The company’s new Sandpoint store reflects the company’s growing emphasis on retail operations. Founded as a catalog retailer in 1994, Coldwater Creek will operate 239 stores by the end of 2006.
With stores scattered across the country, Coldwater Creek had less need for a flagship store in Sandpoint, said David Gunter, company spokesman. The new store is about two-thirds the size of the company’s original store on the Cedar Street Bridge. Last year, the firm announced that it would not renew its lease on the Cedar Street Bridge retail site.
“At the bridge store, our customers were making what we called pilgrimages to the apocryphal place called ‘Coldwater Creek,’ ” Gunter said.
Now many of those customers can try on Coldwater Creek clothes at a store in their hometown. But the Sandpoint store will still be a destination for shoppers from Spokane, Western Montana and southern British Columbia, Gunter predicted.
At 9,300 square feet, the new store is about twice the size of Coldwater Creek’s average retail footprint. The upstairs contains a wine bar, with deep leather chairs and a fireplace, plus two apartments for visiting Coldwater Creek executives. On the ground floor, racks of summer fashions hang in rainbows of teal, fuchsia, lemon and peach.
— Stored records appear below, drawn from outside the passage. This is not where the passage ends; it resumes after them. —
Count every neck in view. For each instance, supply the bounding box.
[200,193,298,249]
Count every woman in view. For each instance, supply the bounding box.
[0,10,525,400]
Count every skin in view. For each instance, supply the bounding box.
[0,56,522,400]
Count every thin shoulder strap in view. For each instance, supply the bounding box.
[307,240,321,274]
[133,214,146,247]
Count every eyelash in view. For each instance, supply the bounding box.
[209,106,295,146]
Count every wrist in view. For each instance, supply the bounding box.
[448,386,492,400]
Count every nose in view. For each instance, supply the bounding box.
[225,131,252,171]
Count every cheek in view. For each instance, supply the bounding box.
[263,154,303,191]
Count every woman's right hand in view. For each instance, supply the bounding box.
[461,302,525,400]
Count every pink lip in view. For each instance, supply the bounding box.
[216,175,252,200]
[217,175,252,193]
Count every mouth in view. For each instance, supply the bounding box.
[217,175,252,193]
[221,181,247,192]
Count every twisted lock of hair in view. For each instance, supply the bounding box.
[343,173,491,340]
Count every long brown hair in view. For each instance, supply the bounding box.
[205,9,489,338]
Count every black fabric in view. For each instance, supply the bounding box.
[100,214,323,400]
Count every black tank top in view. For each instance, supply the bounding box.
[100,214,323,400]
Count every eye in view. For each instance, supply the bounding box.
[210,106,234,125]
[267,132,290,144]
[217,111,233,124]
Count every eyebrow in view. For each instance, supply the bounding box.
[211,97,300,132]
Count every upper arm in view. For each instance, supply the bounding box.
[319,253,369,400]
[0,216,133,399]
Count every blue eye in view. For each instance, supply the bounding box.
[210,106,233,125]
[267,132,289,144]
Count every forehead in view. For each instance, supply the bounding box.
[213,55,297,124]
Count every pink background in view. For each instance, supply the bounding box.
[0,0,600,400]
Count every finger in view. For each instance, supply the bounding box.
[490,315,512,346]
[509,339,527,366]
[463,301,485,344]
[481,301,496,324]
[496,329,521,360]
The new store is in the historic W.A. Bernd building, built in 1907. Lydig Construction oversaw the renovation of the building, which retains its original brick walls and grand fir rafters and beams. Gunter declined to disclose the cost of the remodeling, but said it was in excess of the $600,000 Coldwater Creek typically spends on new stores. About two dozen full- and part-time employees will work at the new store.
Coldwater Creek began shifting its focus from catalog to retail stores about seven years ago. The company’s target customers – women 35 and older – spend a collective $50 billion on clothing each year, according to national research. “About 90 percent of that money is spent in brick-and-mortar stores,” Gunter said.
Rae Ann Fry, who operates Hair Unlimited, hopes to pick up some foot traffic from the store’s opening. She’s next door, and she closed up shop for three weeks during the height of the construction. The sidewalk was closed and some customers avoided downtown because of the heavy truck traffic, Fry said.
“But now it’s done,” she said, “and it looks great.”
Coldwater Creek has always been a draw for downtown, according to Fry. “They bring busloads of people in.”